Log Table is a type of table in Fluss that is used to store data in the order in which it was written. Log Table only supports append records, and doesn't support Update/Delete operations. Usually, Log Table is used to store logs in very high-throughput, like the typical use cases of Apache Kafka.

Log Table is created by not specifying the PRIMARY KEY clause in the CREATE TABLE statement. For example, the following Flink SQL statement will create a log table with 3 buckets.

Flink SQL
CREATE TABLE log_table (
order_id BIGINT,
item_id BIGINT,
amount INT,
address STRING
)
WITH ('bucket.num' = '3');
note

The bucket.num should be a positive integer. If this value is not provided, a default value from the cluster will be used as the bucket number for the table.

Bucket Assigning

Bucketing is the fundamental unit of parallelism and scalability in Fluss. A single table in Fluss is divided into multiple buckets. A bucket is the smallest storage unit for reads and writes. See more details about Bucketing.

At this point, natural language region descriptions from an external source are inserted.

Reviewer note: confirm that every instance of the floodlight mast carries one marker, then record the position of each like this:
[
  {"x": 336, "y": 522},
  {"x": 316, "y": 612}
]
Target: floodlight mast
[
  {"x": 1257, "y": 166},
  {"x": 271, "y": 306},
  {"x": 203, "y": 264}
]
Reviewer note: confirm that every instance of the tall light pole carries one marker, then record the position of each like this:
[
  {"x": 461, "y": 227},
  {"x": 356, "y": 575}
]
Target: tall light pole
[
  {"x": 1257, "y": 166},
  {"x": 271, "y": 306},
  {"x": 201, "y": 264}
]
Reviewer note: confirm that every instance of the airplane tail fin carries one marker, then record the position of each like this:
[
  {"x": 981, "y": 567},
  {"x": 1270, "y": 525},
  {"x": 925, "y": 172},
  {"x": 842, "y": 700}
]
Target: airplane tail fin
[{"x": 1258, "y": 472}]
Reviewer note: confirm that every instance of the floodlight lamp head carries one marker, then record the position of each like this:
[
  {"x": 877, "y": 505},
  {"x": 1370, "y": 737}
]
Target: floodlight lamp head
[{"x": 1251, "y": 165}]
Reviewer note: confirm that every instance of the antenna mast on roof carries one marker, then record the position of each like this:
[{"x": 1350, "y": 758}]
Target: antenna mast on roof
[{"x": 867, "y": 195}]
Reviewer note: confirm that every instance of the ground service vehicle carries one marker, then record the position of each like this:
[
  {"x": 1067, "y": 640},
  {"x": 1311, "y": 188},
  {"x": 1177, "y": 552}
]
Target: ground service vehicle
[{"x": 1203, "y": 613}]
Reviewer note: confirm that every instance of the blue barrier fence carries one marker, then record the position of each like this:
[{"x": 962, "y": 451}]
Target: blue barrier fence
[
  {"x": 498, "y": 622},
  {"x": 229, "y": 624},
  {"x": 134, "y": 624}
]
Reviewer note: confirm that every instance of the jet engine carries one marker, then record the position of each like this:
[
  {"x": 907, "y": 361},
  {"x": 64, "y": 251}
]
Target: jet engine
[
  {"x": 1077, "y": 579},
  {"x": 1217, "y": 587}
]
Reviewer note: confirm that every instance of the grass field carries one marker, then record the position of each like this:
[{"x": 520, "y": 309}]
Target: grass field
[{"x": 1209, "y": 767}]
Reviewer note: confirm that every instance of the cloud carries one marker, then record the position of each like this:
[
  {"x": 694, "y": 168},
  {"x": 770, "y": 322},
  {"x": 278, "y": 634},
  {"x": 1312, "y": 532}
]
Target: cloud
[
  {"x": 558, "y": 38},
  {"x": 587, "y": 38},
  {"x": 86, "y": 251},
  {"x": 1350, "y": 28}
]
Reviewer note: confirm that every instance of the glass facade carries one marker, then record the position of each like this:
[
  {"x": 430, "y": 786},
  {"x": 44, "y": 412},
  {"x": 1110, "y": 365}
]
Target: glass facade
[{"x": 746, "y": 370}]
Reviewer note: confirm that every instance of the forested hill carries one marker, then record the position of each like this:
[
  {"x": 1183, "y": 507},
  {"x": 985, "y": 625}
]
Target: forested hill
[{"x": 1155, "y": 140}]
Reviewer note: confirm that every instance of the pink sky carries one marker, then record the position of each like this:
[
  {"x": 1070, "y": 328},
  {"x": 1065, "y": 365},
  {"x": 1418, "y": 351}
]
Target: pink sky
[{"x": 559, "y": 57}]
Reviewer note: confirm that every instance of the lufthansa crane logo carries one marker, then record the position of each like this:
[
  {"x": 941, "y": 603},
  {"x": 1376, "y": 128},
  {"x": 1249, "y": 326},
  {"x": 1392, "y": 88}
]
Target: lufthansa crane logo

When writing records into log table, Fluss will assign each record to a specific bucket based on the bucket assigning strategy. There are 3 strategies for bucket assigning in Fluss:

  1. Sticky Bucket Strategy: As the default strategy, randomly select a bucket and consistently write into that bucket until a record batch is full. Sets client.writer.bucket.no-key-assigner=sticky to the table property to enable this strategy.
  2. Round-Robin Strategy: Select a bucket in round-robin for each record before writing it in. Sets client.writer.bucket.no-key-assigner=round_robin to the table property to enable this strategy.
  3. Hash-based Bucketing: If bucket.key property is set in the table property, Fluss will determine to assign records to bucket based on the hash value of the specified bucket keys, and the property client.writer.bucket.no-key-assigner will be ignored. For example, setting 'bucket.key' = 'c1,c2' will assign buckets based on the values of columns c1 and c2. Different column names should be separated by commas.

Data Consumption

Log Tables in Fluss allow real-time data consumption, preserving the order of data within each bucket as it was written to the Fluss table. Specifically:

  • For two data records from the same table and the same bucket, the data that was written to the Fluss table first will be consumed first.
  • For two data records from the same partition but different buckets, the consumption order is not guaranteed because different buckets may be processed concurrently by different data consumption jobs.

Log Tiering

Log Table supports tiering data to different storage tiers. See more details about Remote Log.